Don't worry ellejay, I'm sure that no one is hostile here - it is just a healthy discussion (and its about time there was one of those in this forum!
) with differing points of view, which I think is the best kind there is.
I do have some points to raise in response to your post though:
Golden Age/Cosy/Manor House and Hardboiled are very significant sub-genres and they are also rather 'pushed' by the course, however I believe it would be somewhat risky to attempt to analyse the crime fiction genre if you only consider these two aspects in isolation and nothing else. It is essentially the reason we are meant to undergo an intense amount of wider (as in diverse) reading of crime fiction throughout the year - so that we understand the intricate ways that the genre has shifted throughout times, locations and cultures.
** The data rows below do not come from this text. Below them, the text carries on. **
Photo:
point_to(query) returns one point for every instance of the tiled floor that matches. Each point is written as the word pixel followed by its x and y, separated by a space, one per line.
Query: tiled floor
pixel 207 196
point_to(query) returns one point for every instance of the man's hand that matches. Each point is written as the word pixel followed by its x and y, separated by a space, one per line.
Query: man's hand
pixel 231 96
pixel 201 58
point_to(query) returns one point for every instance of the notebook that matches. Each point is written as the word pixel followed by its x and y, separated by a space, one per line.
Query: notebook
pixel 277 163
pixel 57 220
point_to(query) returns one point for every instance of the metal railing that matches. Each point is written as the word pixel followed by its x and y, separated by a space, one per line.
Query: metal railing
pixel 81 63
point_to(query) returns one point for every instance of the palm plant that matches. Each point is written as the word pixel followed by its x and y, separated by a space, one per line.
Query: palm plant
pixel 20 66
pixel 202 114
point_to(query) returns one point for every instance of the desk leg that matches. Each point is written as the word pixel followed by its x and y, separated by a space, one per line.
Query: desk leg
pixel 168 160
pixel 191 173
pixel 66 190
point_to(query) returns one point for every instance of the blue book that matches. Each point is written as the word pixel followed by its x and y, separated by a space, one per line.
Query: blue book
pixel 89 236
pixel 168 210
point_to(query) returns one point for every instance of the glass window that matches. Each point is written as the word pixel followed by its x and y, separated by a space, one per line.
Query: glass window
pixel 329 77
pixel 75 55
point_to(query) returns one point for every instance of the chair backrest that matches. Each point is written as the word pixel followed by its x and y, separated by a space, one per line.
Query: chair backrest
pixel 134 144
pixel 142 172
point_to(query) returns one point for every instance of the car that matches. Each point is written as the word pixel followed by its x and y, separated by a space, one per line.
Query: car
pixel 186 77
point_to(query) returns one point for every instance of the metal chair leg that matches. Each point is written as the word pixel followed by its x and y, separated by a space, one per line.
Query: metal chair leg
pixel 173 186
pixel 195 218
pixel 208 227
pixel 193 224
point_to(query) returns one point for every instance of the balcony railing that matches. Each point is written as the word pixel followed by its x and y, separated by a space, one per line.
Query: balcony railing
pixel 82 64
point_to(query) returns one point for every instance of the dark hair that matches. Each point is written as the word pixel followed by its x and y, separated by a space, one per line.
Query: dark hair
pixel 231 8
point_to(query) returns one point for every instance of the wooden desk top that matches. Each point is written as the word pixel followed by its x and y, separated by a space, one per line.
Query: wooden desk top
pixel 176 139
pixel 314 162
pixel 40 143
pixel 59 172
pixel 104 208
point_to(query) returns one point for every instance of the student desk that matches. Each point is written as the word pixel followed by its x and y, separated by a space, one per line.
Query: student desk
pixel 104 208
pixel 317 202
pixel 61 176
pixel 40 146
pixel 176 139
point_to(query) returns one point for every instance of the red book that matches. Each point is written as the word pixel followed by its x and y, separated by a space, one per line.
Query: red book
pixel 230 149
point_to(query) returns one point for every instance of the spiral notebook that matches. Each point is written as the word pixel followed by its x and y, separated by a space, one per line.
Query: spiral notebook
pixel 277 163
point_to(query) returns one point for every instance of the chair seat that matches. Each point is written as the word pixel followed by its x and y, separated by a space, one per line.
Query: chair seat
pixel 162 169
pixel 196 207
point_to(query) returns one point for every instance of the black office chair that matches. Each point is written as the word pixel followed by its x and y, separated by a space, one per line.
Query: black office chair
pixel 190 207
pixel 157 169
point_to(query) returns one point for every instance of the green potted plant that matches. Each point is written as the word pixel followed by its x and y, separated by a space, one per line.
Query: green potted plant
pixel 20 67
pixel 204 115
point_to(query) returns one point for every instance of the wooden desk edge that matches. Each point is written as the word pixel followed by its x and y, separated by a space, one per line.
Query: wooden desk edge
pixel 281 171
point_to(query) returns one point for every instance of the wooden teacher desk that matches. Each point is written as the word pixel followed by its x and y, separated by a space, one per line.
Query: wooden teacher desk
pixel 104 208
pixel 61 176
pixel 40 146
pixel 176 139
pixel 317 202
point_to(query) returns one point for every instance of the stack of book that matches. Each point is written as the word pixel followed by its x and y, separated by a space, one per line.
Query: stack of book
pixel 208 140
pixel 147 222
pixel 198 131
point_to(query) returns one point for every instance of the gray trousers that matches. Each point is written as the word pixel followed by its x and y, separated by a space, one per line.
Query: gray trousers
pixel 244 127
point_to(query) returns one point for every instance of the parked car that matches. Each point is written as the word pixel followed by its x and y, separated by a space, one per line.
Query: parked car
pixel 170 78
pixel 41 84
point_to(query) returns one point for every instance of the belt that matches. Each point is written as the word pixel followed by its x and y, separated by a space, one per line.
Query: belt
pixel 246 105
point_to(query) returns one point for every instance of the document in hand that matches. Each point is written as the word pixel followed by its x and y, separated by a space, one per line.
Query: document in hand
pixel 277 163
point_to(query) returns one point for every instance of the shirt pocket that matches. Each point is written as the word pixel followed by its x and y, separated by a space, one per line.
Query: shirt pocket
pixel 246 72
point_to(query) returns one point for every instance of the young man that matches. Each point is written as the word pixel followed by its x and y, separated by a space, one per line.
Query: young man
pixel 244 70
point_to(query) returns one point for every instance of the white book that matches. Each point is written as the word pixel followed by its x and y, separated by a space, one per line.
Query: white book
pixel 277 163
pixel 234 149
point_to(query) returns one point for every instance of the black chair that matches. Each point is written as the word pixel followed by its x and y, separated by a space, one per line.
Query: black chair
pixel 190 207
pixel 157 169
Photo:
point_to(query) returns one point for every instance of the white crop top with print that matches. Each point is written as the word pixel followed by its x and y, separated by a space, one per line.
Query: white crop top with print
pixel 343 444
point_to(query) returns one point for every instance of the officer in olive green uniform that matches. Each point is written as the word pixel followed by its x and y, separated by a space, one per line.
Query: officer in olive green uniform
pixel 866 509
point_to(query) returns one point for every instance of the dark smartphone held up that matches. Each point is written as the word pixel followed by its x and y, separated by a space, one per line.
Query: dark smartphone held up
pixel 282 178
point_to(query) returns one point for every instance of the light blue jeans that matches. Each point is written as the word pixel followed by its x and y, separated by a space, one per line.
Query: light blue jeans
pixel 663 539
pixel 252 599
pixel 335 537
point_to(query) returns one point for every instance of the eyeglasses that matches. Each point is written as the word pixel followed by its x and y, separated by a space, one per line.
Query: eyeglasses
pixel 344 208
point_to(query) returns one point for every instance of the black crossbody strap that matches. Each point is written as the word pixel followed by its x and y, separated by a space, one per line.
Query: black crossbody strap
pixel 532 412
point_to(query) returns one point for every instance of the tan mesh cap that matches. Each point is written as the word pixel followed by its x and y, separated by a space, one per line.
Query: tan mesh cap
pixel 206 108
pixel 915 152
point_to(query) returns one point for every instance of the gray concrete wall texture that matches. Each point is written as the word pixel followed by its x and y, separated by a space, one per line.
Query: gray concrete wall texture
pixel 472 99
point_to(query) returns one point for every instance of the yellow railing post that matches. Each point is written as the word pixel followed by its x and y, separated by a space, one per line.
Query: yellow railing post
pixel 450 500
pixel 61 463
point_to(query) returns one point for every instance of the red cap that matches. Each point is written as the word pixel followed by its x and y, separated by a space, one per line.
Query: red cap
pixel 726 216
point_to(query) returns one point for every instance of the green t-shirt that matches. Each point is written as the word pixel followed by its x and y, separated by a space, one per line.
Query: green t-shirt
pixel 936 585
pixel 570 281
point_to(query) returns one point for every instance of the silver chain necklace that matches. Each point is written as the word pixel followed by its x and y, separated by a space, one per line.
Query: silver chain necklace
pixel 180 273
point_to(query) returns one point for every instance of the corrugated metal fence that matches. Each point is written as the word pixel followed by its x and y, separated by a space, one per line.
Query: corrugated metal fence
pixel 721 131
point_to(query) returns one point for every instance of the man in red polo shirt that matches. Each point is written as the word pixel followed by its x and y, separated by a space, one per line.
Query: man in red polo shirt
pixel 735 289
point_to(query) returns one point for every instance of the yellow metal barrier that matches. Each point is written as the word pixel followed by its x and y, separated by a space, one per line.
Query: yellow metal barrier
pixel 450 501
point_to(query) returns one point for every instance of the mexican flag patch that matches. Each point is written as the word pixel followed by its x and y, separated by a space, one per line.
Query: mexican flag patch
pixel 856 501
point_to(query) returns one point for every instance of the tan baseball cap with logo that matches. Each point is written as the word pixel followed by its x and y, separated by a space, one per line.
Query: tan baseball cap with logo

Also regarding your point on modern texts having stretched the limits too far, that is an excellent one, however I would put forward the idea that no text acts in isolation so that even if you do not consider them crime fiction anymore then they still reflect on what the literary world thinks as crime fiction. Which can be useful.
I'd also further note that the Hardboiled and Cosy sub-genres were not 'the first' and nor did Poe write under them, indeed neither did Doyle. Those both come from a time earlier than Christie and wrote (along with several lesser known authors) in the Great Detective/Victorian sub-genre of crime fiction.